Nose: Very musty and dirty. Fruity as in fresh sweet apples mixed with apple compote. A very nice hint of smoke and coal that reminds me of an old steam locomotive. It actually smells like something from the industrial revolution. Old Skool? Lets move on. Mint and still a lot of apple. Lit matchstick. Nice balance and easy. Not very complex. Underneath it all, a sort of sweet wood smell, very laid back.

Taste: Wood and toffee. Caramels and quite a bit of ash and toasted cask. A nice bite and definitely a firm body. Sulphury (of the egg kind) and quite some oaky and milky sourness. Actually I get some more egg notes, especially boiled egg (the white part). Closing in on the finish, it dries out a bit, and is not as big as expected. Here the wood plays a much greater role, than on the nose. Not as balanced as the nose.

Usually you’d expect more color after 18 years in a First Fill Sherry Butt, so this must be a Fino (again) and it kinda goes into that direction.

I was asked to keep an eye out for sulphur in this one. It’s there slightly on the nose (as a burning match). But it is more pronounced on the palate (the bite here comes not only from the wood, but also from the sulphur. Usually there is some sulphur in Sherried Glen Scotia’s. Lots of it in a 1991 Cadenheads offering if I remember correctly. It’s there on the palate and even more so in the finish (late). Is it ruining the balance or the palate? Does it disturb me? No, it’s some kind of good sulphur. it’s somewhat hidden. It’s there but not in the usual obvious way. That happens sometime, that’s why I called it good sulphur. Still, overall there isn’t a lot of sulphur in this one, so don’t worry. And hey, sulphur is good for the skin!

Points: 84

Oban 1995/2010 (43%, OB, OD 159.FW, Distillers Edition, Montilla Fino Finish)

Oban is one of the special Whiskies from Diageo. Not a lot of versions around, very little independents have it, and most of it you’ll find are old bottles, with big prices. It a bit their highland Lagavulin, which also once had few expressions and little seen with independents.

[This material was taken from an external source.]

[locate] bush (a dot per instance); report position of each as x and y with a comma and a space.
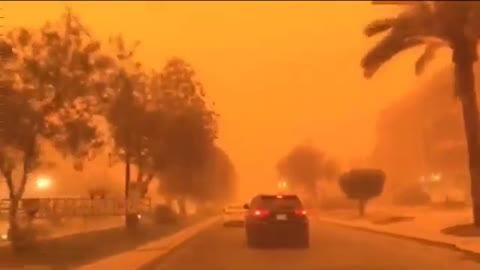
412, 196
362, 185
164, 214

Montilla is a Spanish DO (Denominación de Origen) from the southern part of Córdoba. The Fino used for this finish is commonly a clean, vibrant, straw-colored wine. It has a complex and subtle nose. Delicate notes of predominantly yeast and almonds. Sometimes also tobacco and liquorice. The taste is dry, bitter, smooth and lingering. Also very nice olive oil comes from here.

Color: Orange gold.

Nose: Fresh (air), wood, a little bit creamy. Thick. Slightest hints of tar and laurel liquorice and something sour like a green apple. Dry and perfumed paper. This does have a Fino trait to it (I once had a Fino Glenfarclas and the characteristics are very similar. I also once had a bone dry Fino Sherry from Lustau, which also had the same characteristics). I guess, Whiskies from a Fino cask are easy to recognize.

Taste: Wood is the first up, plywood. Yep, Fino. Little bit of vanilla ice-cream. And a slight pepper bite. It has cardboard combined with sugar, some sort of strange sweetness. I’m not convinced this finish worked well with the Oban distillate. The finish is quite anonymous. Also, it isn’t very balanced. After some breathing I got some organics (yeast and cow-stable) and some late sweetness, which makes it slightly more drinkable, but it doesn’t undo the unbalance.

This is a bit disappointing actually. I expected more from Oban combined with Fino Sherry. Not something I would buy, nor would I order this at a bar. For me it is ‘put together’ or crafted. It isn’t being honest like I found recently with some official Benromachs. Also the Fino finish doesn’t work for me here.